My first inroads were the upper right and lower left, smaller areas that were easier to fill than those crossing long entries in the other two quadrants. Having somewhat of a classical music background, “Papa” HAYDN was my first entry as I knew he was the ["Father of the symphony"]. Tornado ALLEY wasn’t far behind with all the recent (and sad) news from the devastation in Oklahoma. In the lower left, Kurt Weill and Bertolt BRECHT‘s “Three Penny Opera” (from whence “Mack the Knife”) was another gimme. I also recently recalled that Barack OBAMA‘s Secret Service codename was “Renegade.”

Other early finds were SMART SET for [Glitterati] and ELBOW ROOM for [Leeway], so I was feeling pretty good about things. Well, friends, that feeling was short-lived as I made little other progress. I knew the [Pink Panther costar] was L?M, having seen it in many crosswords before, but not recently, so wasn’t sure what that middle vowel was. I (incorrectly, as will later be seen) had SAFES for [Coin collectors?], knowing that [Patriots' gp.] was either AFC or NFL, so I was sure about that middle F. With the I of (the also incorrect) FINE for [Ticket] (but luckily the I was correct) and the K of UKES ([Small strings]), I surprisingly got LAPEL MIKE, but nothing else in the lower right.

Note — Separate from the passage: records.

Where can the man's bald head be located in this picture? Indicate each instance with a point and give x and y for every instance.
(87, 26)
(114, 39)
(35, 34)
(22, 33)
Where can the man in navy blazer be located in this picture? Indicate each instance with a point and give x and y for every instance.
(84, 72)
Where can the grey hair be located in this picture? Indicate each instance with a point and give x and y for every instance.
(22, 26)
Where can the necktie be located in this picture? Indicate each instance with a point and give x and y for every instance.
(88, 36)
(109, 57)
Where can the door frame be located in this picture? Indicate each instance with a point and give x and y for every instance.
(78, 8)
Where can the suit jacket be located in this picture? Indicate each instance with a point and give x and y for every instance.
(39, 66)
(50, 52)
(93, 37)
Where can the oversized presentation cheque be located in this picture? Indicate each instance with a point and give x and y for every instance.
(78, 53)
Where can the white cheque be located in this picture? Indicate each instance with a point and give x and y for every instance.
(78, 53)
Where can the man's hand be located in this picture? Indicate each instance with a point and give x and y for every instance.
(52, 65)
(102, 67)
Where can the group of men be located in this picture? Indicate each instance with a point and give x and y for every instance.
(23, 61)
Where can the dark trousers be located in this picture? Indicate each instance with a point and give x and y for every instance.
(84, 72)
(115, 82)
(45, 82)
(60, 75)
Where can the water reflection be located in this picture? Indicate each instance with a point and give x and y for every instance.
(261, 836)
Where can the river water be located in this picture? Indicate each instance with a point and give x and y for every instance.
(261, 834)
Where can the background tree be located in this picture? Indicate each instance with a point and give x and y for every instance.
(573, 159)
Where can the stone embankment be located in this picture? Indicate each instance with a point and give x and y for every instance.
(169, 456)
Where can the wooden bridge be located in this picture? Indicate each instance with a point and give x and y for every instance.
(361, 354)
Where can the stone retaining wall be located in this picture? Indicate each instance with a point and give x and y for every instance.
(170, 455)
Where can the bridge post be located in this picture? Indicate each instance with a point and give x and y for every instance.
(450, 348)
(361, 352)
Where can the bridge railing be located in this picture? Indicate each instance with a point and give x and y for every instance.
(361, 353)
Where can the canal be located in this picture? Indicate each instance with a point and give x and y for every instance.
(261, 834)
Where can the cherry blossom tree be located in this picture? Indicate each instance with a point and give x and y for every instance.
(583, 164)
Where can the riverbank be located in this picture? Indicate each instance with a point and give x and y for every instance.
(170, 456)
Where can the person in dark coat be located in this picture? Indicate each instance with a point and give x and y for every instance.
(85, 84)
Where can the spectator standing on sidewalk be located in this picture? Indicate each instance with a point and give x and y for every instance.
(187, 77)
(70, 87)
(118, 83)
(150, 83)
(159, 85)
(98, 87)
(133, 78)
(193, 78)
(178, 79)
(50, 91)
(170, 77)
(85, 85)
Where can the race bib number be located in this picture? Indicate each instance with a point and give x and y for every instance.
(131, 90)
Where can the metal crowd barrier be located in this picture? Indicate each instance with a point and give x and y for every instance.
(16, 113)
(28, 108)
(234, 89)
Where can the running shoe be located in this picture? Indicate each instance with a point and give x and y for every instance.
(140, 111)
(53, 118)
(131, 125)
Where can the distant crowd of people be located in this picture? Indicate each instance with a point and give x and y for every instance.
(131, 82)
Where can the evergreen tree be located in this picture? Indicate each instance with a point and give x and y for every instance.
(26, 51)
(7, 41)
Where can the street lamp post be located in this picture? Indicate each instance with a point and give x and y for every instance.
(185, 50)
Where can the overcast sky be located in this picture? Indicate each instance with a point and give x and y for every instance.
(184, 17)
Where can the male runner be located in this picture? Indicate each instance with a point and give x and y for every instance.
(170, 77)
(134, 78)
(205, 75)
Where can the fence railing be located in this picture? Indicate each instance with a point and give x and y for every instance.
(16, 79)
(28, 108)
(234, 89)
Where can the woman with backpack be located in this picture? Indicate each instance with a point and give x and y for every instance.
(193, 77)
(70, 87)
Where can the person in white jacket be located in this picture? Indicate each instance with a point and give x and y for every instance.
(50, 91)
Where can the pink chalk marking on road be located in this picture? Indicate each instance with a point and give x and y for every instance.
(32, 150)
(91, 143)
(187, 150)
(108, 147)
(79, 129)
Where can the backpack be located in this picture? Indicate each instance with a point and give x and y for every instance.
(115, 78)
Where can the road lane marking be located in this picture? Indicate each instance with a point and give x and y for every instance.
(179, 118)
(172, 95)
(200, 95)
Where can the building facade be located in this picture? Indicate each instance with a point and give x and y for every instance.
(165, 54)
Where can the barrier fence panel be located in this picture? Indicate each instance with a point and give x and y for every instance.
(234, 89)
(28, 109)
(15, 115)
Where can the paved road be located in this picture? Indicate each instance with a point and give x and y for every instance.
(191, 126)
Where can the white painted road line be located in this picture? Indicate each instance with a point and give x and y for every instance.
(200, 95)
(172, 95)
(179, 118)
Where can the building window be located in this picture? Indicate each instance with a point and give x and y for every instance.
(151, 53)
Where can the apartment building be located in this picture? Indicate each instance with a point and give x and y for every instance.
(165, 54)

Part the Second, sweating bullets twenty minutes later:

CrosSynergy / Washington Post crossword partial solution – 06/09/13

My next inroads were to complete the upper left. APES for the very ambiguous [Mirrors] and BABA for the cute [Rummy yummy] helped me see AMBULANCE for [Word you can read in your rear-view mirror] (there’s that “mirror” again…I was thinking it was one of the words of “Objects are closer than they appear” at first) and PIANO ROLL for the alliterative [Perforated performance product] (I was thinking “performance” in the sense of athletic performance at first). SOUSA for [Phone attachment?] (as in “sousaphone”), GODLY for [Devoted to devotion], and baseball’s FOUL for [It's not fair] (here’s where the athletic performance idea did work out) helped complete that middle section. But I was still stuck on SAFES and was guessing that [Divining rods] were DEAD something. I did get the O of LOM, and correctly assumed an [Outhouse, usually] was a ONE-something-ER (I was thinking “one-holer,” but that was too few letters), but got very little other traction in the lower right.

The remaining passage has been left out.